Sunday, 18 October 2015

Block Buster (Microvision review)

Developer: Milton Bradley
Publisher: Milton Bradley
Released: 1979

Block Buster is a Breakout clone (1976, Arcades) and the pack-in game for the system at launch.


You control a paddle at the bottom of the screen and your objective is to use it to bounce a moving ball onto a grid of blocks at the top. If you manage to clear the entire screen the grid returns and the whole process simply repeats. You lose lives by missing the ball (i.e. letting it land below your paddle) and once you run out your score is displayed to show the total number of blocks hit. Before starting you can select how many lives you want (either 1, 3, 5, 7 or 9), the speed of the ball (Slow or Fast), as well as whether you want your paddle to consist of two or three pixels. The gameplay is incredibly challenging and even breaking half of the blocks is a major achievement! The main reason is that even in Slow mode the ball moves at stupidly high speeds; as soon as you press the Serve button it comes flying out of nowhere towards one corner of the screen and you have very little time to react. Another issue that hinders gameplay is the severe motion blur, particularly with your on-screen paddle. As mentioned above it can be made up of either two or three pixels but as you move it around from side-to-side it frequently appears as if your paddle has four pixels; as a result you'll miss many balls even though it appears that you hit it cleanly.

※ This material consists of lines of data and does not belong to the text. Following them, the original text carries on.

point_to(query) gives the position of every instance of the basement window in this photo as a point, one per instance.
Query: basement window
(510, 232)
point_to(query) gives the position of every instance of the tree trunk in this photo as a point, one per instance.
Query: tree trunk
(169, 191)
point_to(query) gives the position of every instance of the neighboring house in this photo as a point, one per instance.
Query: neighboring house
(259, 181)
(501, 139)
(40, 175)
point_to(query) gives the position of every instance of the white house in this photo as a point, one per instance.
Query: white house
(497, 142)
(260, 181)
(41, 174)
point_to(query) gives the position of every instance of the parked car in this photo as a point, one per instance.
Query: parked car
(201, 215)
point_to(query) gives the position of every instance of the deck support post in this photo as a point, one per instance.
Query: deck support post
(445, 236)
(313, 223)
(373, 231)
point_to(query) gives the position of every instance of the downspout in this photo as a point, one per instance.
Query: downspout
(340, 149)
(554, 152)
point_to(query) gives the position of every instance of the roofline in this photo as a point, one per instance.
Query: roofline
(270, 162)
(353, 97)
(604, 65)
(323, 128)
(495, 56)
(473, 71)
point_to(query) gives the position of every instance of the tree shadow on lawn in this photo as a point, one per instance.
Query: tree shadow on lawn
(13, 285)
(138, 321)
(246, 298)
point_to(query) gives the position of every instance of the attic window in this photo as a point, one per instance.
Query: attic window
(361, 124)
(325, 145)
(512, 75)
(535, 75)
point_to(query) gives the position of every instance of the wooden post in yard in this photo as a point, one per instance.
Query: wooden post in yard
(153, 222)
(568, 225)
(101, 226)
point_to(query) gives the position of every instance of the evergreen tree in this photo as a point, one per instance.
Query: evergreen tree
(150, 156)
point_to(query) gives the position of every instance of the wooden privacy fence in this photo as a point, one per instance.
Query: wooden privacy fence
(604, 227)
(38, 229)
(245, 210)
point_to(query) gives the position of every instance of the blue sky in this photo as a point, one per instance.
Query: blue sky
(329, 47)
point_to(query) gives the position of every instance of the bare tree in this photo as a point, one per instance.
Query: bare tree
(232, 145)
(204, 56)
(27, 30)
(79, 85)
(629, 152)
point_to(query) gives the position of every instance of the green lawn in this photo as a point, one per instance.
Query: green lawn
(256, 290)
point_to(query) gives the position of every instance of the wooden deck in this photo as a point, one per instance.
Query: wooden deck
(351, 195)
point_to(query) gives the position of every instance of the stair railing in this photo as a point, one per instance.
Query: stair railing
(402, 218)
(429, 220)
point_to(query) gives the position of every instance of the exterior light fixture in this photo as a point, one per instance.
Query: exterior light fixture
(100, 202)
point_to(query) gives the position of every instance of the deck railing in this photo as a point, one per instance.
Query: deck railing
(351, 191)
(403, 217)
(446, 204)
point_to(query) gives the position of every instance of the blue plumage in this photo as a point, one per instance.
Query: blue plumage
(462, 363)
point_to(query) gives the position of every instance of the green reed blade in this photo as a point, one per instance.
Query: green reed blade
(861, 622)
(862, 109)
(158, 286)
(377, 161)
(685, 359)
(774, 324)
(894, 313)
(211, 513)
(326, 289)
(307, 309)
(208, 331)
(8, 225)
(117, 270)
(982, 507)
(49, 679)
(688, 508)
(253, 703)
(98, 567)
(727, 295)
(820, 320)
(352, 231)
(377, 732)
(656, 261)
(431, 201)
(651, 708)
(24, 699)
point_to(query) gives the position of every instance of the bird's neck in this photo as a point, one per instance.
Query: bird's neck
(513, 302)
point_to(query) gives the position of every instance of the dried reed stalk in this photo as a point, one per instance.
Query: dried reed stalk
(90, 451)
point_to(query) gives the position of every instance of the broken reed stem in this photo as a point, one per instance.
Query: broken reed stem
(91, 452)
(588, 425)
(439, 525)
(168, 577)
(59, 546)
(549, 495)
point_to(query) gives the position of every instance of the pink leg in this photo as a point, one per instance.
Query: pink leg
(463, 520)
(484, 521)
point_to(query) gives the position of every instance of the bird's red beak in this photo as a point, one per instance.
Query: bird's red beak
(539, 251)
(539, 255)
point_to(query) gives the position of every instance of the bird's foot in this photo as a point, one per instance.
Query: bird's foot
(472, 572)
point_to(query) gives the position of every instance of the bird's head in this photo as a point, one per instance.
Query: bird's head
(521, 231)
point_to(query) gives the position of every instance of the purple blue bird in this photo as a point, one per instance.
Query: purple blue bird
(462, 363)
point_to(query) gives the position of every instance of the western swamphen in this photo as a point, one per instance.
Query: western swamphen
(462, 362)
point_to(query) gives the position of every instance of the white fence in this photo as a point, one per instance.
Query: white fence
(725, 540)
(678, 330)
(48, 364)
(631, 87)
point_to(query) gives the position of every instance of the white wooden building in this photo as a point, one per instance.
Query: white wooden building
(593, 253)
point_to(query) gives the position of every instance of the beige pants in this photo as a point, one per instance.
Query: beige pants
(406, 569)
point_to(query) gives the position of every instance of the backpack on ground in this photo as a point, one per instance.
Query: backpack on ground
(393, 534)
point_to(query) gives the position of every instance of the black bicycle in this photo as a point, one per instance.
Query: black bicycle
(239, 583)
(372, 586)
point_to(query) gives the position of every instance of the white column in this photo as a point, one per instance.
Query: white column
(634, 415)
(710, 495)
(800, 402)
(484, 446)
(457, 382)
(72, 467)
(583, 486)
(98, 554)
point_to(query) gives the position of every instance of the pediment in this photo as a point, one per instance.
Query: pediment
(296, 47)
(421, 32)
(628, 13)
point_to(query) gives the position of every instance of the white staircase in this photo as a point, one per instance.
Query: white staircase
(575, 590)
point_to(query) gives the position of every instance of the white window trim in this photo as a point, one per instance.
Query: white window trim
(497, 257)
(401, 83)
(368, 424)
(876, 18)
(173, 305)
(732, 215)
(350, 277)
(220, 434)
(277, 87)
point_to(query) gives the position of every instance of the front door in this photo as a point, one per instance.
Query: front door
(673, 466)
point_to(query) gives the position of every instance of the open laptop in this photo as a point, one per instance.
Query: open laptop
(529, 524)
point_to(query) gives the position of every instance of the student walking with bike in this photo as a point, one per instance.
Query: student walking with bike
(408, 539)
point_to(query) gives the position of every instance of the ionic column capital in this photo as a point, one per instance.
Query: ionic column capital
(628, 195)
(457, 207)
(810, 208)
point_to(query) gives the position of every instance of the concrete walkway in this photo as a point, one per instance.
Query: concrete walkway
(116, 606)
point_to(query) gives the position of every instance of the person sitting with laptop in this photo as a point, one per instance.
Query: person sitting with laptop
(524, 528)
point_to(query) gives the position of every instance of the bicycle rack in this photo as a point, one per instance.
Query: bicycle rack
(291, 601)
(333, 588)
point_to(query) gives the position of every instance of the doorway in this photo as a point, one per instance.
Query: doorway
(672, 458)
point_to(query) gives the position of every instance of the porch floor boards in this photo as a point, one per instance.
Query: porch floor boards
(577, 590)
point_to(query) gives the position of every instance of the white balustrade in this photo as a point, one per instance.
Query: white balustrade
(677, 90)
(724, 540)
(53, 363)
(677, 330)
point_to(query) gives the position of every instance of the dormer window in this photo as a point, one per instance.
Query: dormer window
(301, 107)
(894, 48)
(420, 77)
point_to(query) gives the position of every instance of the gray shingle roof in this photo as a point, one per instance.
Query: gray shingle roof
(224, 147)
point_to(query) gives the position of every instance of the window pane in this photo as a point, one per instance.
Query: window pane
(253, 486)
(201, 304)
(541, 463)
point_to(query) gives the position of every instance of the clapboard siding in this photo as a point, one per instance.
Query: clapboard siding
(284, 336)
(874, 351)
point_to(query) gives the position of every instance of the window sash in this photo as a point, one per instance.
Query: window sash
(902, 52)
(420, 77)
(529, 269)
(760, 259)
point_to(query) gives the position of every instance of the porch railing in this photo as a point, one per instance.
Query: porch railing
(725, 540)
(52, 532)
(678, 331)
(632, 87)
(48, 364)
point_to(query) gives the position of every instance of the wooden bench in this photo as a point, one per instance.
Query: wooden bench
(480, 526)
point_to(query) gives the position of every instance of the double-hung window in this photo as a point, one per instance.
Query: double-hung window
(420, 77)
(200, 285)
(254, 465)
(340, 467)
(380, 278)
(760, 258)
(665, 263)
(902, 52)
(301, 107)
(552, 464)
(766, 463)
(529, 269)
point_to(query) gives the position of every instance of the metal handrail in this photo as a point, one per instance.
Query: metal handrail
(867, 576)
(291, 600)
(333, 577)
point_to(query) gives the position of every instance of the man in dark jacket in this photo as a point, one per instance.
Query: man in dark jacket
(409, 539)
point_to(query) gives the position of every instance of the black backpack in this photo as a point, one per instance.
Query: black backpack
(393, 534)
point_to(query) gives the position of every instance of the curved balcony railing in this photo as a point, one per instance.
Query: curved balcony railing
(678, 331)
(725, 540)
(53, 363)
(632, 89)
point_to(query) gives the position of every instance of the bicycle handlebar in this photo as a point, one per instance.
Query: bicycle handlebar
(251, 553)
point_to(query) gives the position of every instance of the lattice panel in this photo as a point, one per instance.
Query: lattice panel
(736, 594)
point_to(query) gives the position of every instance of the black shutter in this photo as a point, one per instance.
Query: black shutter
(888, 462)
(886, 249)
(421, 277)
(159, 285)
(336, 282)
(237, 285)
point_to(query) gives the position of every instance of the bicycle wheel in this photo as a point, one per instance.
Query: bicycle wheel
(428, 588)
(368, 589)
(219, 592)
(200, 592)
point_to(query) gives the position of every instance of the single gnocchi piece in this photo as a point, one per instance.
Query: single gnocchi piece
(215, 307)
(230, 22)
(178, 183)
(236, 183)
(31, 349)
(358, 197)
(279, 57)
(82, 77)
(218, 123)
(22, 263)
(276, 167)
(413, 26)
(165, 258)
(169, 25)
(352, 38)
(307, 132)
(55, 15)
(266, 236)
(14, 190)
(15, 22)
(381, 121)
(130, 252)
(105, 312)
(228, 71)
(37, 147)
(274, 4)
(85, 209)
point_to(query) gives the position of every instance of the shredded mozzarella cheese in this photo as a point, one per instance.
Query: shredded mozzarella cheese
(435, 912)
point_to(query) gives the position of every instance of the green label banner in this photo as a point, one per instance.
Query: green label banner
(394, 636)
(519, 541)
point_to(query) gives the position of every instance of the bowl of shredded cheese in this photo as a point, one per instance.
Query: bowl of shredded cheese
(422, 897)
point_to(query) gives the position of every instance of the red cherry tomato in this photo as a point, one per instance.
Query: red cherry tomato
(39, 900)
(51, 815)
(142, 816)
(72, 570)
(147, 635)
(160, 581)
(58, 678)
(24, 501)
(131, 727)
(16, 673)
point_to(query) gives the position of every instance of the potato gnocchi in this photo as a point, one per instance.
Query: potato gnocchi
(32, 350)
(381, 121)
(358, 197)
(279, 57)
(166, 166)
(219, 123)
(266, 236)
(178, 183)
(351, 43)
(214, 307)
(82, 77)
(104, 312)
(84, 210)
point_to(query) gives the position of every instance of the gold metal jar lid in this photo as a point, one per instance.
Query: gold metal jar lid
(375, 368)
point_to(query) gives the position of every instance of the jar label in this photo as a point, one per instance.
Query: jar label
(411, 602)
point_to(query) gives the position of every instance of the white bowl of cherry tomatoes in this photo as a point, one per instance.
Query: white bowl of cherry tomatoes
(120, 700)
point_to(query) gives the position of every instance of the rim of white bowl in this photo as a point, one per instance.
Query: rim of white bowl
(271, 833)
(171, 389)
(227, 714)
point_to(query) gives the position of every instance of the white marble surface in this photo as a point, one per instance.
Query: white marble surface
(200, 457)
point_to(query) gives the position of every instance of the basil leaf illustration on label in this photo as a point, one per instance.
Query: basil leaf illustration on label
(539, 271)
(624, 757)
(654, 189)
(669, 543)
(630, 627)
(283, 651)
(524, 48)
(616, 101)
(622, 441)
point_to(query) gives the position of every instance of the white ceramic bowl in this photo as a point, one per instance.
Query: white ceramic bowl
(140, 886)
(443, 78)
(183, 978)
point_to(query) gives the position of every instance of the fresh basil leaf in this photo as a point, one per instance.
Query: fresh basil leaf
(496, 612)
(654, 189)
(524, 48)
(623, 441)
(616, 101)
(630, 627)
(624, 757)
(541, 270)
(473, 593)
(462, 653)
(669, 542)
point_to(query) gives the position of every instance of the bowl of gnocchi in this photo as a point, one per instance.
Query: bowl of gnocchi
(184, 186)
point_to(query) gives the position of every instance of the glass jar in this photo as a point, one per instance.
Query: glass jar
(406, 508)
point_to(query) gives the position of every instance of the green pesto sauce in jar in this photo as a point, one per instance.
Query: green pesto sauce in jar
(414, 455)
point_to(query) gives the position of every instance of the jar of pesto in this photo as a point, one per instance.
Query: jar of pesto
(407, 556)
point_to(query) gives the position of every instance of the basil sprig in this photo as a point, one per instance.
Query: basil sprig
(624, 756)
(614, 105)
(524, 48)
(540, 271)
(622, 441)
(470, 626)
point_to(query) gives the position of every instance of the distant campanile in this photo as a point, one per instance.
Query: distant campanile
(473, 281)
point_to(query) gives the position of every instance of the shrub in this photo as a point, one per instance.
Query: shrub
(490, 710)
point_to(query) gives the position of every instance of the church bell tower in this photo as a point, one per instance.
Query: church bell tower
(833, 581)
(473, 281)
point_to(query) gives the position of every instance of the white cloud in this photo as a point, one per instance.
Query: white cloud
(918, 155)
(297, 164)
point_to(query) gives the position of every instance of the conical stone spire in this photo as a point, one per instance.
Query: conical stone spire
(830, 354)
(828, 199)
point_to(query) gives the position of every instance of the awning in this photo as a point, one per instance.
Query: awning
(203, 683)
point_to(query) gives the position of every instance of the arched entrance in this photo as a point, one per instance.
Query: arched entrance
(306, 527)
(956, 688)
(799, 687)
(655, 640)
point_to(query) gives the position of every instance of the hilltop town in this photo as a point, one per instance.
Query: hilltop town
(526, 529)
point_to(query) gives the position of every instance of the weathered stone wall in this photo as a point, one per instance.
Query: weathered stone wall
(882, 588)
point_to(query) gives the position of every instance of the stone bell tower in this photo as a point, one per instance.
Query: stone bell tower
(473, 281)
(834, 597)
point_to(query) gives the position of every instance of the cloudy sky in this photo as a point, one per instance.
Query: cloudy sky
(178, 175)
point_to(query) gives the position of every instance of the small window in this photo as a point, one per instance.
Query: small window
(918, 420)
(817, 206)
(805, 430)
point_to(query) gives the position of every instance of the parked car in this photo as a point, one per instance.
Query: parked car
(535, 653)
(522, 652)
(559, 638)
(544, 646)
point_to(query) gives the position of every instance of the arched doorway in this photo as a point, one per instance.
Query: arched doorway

It's a constant source of annoyance and you'll feel as if you're fighting against the game due to the lack of control. Finally, if you move your paddle to the extreme left or right it disappears out of view apart from a singular pixel; it's a ridiculous design decision as you're left helpless at times as you try to quickly move the controller knob to reach for a ball. If you do happen to get on a roll it's likely through luck rather than pure skill which isn't very gratifying.

Block Buster is a great idea that's let-down by underpowered technology (specifically the poor LCD screen) and some questionable control decisions. Perhaps if the difficulty and speed was lessened to cater to the handheld's limitations it could have been fun but instead the developers tried to make it punch way above its weight.



Random trivia: The game was released in France as Casse Brique.